Handling netCDF files for simple climate models

In this notebook we give a brief introduction to iris, the library we use for our analysis, before giving a demonstration of some of the key functionality of netCDF-SCM.

[1]:
# NBVAL_IGNORE_OUTPUT
from os.path import join

import numpy as np
import iris
import iris.coord_categorisation
import iris.quickplot as qplt
import iris.analysis.cartography
import matplotlib
import matplotlib.pyplot as plt

from netcdf_scm.iris_cube_wrappers import ScmCube, MarbleCMIP5Cube
[2]:
plt.style.use("bmh")
%matplotlib inline
[3]:
DATA_PATH_TEST = join("..", "..", "..", "tests", "test-data")
DATA_PATH_TEST_MARBLE_CMIP5_ROOT = join(DATA_PATH_TEST, "marble-cmip5")

Loading a cube

Loading with iris

Here we show how to load a cube directly using iris.

[4]:
tas_file = join(
    DATA_PATH_TEST_MARBLE_CMIP5_ROOT,
    "cmip5",
    "1pctCO2",
    "Amon",
    "tas",
    "CanESM2",
    "r1i1p1",
    "tas_Amon_CanESM2_1pctCO2_r1i1p1_189201-190312.nc",
)
[5]:
# NBVAL_IGNORE_OUTPUT
# Ignore output as the warnings are likely to change with
# new iris versions
tas_iris_load = ScmCube()
# you need this in case your cube has multiple variables
variable_constraint = iris.Constraint(
    cube_func=(lambda c: c.var_name == np.str("tas"))
)

tas_iris_load.cube = iris.load_cube(tas_file, variable_constraint)
/Users/znicholls/miniconda3/envs/netcdf-scm/lib/python3.8/site-packages/iris/fileformats/cf.py:803: UserWarning: Missing CF-netCDF measure variable 'areacella', referenced by netCDF variable 'tas'
  warnings.warn(message % (variable_name, nc_var_name))

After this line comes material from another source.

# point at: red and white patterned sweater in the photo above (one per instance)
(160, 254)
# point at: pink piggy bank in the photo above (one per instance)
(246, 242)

The warning tells us that we need to add the areacella as a measure variable to our cube. Doing this manually everytime involves finding the areacella file, loading it, turning it into a cell measure and then adding it to the cube. This is a pain and involves about 100 lines of code. To make life easier, we wrap all of that away using netcdf_scm, which we will introduce in the next section.

Loading with netcdf_scm

There are a couple of particularly annoying things involved with processing netCDF data. Firstly, the data is often stored in a folder hierarchy which can be fiddly to navigate. Secondly, the metadata is often stored separate from the variable cubes.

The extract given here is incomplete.